PS: Der H1tler-, Microsoft- und Dieter-Bohlen-Tag wurde übrigens nicht angemahnt. Verkehrte Welt!
- Ich würde sogar sagen verFICKten… [↩]
- Ficken geht nämlich in Blogpostings gar nicht! [↩]
- Lebenslanges Fickverbot. [↩]
- Oder er versteht beim Ficken keinen Spaß. [↩]
- Und einem zumindest gedanklich ausgiebigen Fick. [↩]
- Und mit seinen Playmates rumzuficken. [↩]
- Schande über mich! Ich könnte niemals wieder guten Gewissens ficken. [↩]
- Also alle. 10 oder 12 FICKbeiträge. [↩]

In Partnerschaft mit eis.de














Juni 14th, 2008 at 14:26
Klare Antwort?
Nein.
So ein Schwachsinn. Was soll denn das bei Google? Ficken scheint so bööööse zu sein, dass es tot geschwiegen werden soll. Super.
-.-
Juni 14th, 2008 at 15:07
[…] “1″ ist die Zahl die in meinem Dunstkreis wegen Verwendung des Wortes “ficken” von Google abgemahnt wurde […]
Juni 14th, 2008 at 16:00
Sollen wir jetzt aus Solidariät jeder einen Beitrag zum Thema “Ficken” schreiben, mit mindestens 10x “Ficken” plus 20 Abwandlungen davon? Wäre doch mal was.

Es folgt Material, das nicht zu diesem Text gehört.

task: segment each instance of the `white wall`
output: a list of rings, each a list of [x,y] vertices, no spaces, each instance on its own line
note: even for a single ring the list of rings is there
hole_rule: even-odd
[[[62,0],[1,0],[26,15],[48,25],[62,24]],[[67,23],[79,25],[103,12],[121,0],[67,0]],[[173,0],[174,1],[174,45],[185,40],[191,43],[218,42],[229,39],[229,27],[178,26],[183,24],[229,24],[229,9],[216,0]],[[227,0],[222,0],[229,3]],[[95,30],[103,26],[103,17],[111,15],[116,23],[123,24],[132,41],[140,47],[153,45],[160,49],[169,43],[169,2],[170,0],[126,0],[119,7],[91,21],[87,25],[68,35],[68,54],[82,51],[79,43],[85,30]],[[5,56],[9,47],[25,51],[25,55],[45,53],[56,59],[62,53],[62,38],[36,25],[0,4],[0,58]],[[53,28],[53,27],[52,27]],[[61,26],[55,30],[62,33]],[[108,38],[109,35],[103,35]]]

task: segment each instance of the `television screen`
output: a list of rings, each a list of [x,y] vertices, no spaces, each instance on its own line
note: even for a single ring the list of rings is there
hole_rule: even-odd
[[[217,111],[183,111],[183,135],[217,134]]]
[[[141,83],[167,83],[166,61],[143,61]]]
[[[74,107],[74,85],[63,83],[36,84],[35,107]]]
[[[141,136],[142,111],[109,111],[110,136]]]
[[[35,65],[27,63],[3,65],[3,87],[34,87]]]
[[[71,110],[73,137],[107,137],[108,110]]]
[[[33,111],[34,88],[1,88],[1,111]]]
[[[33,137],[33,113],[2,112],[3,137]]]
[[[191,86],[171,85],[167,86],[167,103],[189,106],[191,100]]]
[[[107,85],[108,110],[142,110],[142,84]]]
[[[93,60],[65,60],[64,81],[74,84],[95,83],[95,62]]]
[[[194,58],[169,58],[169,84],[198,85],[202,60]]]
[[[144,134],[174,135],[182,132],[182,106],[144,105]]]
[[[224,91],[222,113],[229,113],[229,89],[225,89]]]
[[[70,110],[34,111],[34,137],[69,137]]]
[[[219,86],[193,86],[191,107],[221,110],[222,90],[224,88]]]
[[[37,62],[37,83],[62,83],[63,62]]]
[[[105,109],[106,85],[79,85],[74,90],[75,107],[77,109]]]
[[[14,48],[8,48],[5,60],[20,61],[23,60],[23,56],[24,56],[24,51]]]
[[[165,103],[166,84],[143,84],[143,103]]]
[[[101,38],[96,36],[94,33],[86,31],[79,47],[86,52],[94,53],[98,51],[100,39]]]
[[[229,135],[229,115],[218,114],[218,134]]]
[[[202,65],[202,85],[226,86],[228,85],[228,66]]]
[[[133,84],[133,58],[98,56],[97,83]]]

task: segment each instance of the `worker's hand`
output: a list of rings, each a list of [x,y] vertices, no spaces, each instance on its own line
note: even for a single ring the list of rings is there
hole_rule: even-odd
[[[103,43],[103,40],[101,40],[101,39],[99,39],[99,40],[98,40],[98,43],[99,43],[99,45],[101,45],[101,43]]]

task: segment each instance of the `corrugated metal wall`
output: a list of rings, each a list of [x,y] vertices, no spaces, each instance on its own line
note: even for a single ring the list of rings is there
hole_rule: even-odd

Notfalls musst du eben doch auf “Beischlafen” ausweichen.
Juni 14th, 2008 at 16:16
ich finde da-beischlafen irgendwie hmmmm, ignorierend. Koitieren klingt auch irgendwie blöd.
Ich schläge als alternative Neudeutung Foogeln vor, Goofeln klingt zu nah an Goofy.
Juni 14th, 2008 at 19:46
Jaja, die wunderbare, freie Welt des Internets…
Wasn Scheiss…
Juni 15th, 2008 at 10:09
Wenn ich einen Euro hätte für jedes Mal innerhalb der letzten Wochen wo ich einen Vogel-Zeig-Smiley gesucht habe…
Aber irgendwie ist es doch auch lustig. Absurd lustig.. DIE LASSEN SICH DAFÜR BEZAHLEN nach Ficken zu suchen aber beschweren sich darüber wenn man es äh.. anbietet.
Hallo?!? Google? Schuss nicht gehört?
Juni 15th, 2008 at 20:47
Wahrscheinlich tickt der Server durch, weil sie zu ficken keine relevanten Anzeigen finden….
Ich weiß schon, warum ich diesen Google-Quatsch nicht auf dem Blog habe, auch wenn das unter Umständen ein paar Euro einbrächte.
Und letztendlich zählen doch nur die Klicks auf die Anzeigen und je mehr auf einen Blog kommen, desto höher ist die Wahrscheinlichkeit, DASS jemand darauf klickt !
Juni 16th, 2008 at 1:21
tja, die Prüderie der Amis scheint also auch auf Google Deutschland abzufärben.
Juni 16th, 2008 at 21:17
[…] eine oder andere hat es auf meinem Blog vielleicht schon gelesen. Google AdSense, welches hier beim Frankfurter Magazin für die gigantischen Werbeeinnahmen sorgt […]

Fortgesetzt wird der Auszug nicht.